04:34PM, Monday 29 September 2025
A Wraysbury builder has been given a year-long suspended sentence after his negligence caused a client’s house to collapse in Windsor.
The incident ‘seriously injured’ three workers and left the homeowner footing a £200,000 bill to rebuild their home.
On August 6, 2020, Jack Savva, 70, of Friary Road, was doing a loft conversion in Springfield Road when the house collapsed in itself, destroying the first floor.
The gable wall had fallen into the building after the roof was removed.
Two days before, Savva told the homeowner that work was needed on the chimney breast, the section of wall that juts out around fireplaces or where a fireplace used to be.
He explained that part of it had already been taken out in the first-floor bathroom, so it wasn’t complete and would need a temporary support to prevent collapse.
However, on the day, he instructed his workers to remove key supporting timbers and steels, resulting in the collapse of the brick gable wall.
This wall struck the workers, injuring them, and destroyed the first floor of the home. The house was occupied at the time.

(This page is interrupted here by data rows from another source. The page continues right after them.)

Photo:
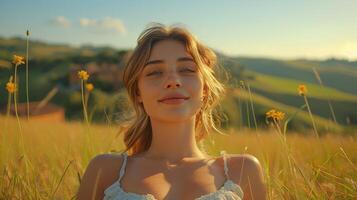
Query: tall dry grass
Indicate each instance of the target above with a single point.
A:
(57, 154)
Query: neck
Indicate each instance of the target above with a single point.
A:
(172, 142)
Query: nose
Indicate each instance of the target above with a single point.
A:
(172, 81)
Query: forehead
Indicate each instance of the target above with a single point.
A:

One of the injured workers said: “I still suffer from nightmares of the day of the accident. I haven't slept more than two hours a night over the last four years.”

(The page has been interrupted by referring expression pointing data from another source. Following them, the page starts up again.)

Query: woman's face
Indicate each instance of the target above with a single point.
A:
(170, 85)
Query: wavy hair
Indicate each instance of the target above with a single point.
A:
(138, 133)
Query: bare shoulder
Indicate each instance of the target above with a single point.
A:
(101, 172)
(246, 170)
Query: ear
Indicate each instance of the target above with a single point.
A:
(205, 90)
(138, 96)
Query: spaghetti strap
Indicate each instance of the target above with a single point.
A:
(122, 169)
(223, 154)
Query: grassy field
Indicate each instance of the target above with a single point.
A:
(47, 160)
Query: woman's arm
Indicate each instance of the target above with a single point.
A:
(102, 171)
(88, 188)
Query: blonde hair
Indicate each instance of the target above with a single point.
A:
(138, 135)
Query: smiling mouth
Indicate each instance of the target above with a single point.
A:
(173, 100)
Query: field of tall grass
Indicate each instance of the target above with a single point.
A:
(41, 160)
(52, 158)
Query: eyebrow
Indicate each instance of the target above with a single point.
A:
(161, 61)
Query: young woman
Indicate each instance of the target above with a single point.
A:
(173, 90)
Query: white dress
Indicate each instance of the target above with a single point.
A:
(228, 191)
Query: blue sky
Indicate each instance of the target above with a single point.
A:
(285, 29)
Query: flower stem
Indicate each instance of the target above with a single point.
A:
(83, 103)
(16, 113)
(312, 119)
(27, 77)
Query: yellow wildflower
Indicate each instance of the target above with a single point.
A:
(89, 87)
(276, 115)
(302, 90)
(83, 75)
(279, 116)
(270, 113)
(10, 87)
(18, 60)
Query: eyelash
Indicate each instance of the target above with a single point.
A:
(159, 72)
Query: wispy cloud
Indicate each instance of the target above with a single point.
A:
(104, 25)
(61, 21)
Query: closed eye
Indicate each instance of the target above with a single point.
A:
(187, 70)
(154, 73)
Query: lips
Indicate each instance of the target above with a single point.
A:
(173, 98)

As a result of the disaster, the Health and Safety Executive (HSE), Britain's national regulator for workplace health and safety, launched an investigation.

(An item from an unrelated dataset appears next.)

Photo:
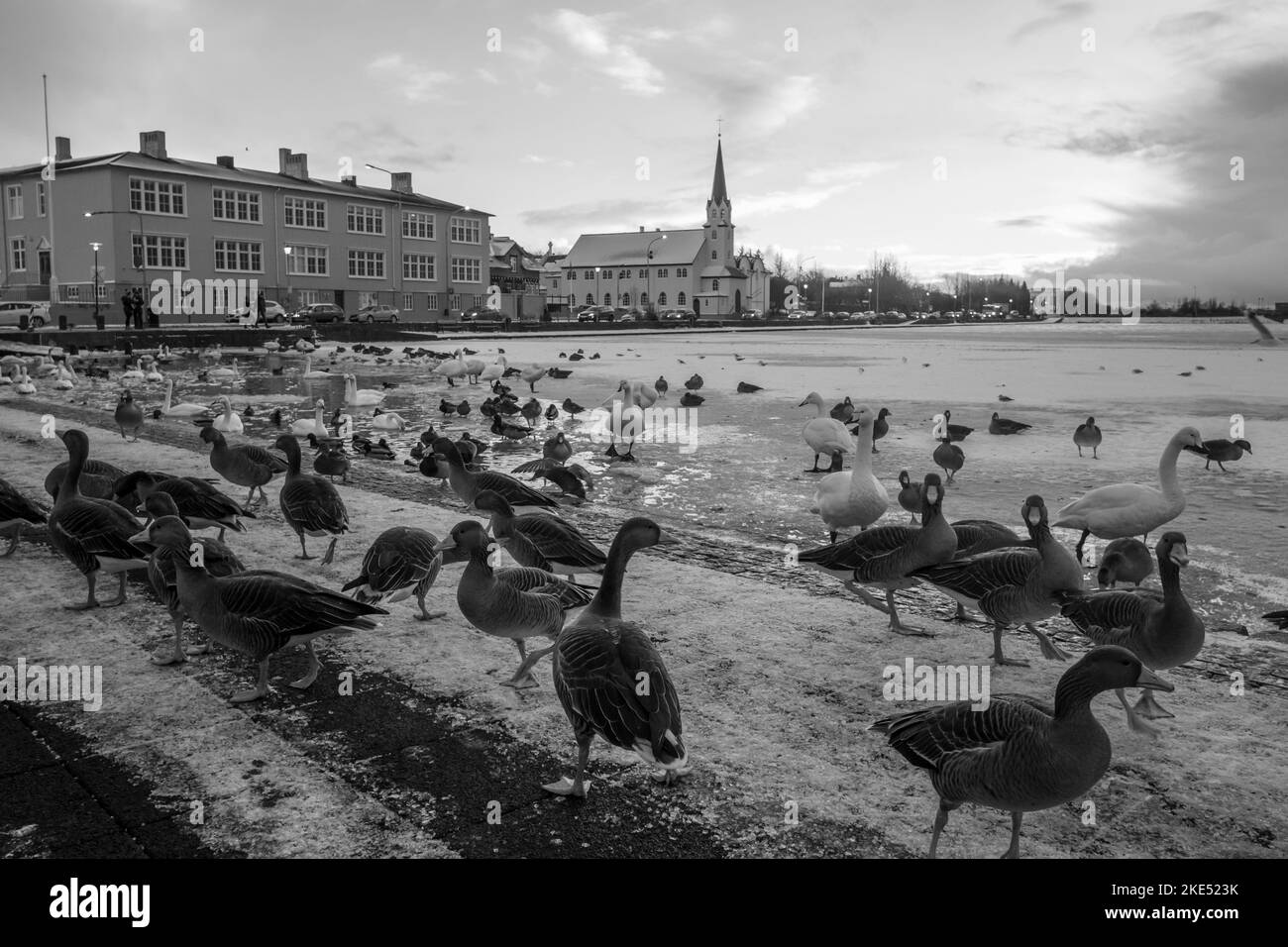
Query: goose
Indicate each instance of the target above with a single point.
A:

It found that Savva not taken steps to address the unsupported chimney breast before dismantling the roof, which is what caused the gable to collapse.
He also ‘failed to take the right steps to prevent danger to any person’ while the building was in a temporary state of weakness.
Moreover, Savva’s public liability insurance was invalid – meaning the householder faced a bill of £200,000 to rebuild their home.
Savva pleaded guilty to breaching construction management regulations and was sentenced at Reading Crown Court on September 17.
He was given a 13-month custodial sentence, suspended for two years – and was ordered to pay £2,000 compensation to the homeowner.
HSE inspector Dominic Goacher said it was ‘lucky nobody was killed’ in this ‘completely avoidable incident’.
Savva ‘should have taken precautions’ to protect people from the risk of collapse, he said.
Had Savva acted on his findings regarding the unsupported chimney breast and taken steps to support the gable wall before removing the roof components, this wouldn’t have happened, Mr Goacher said.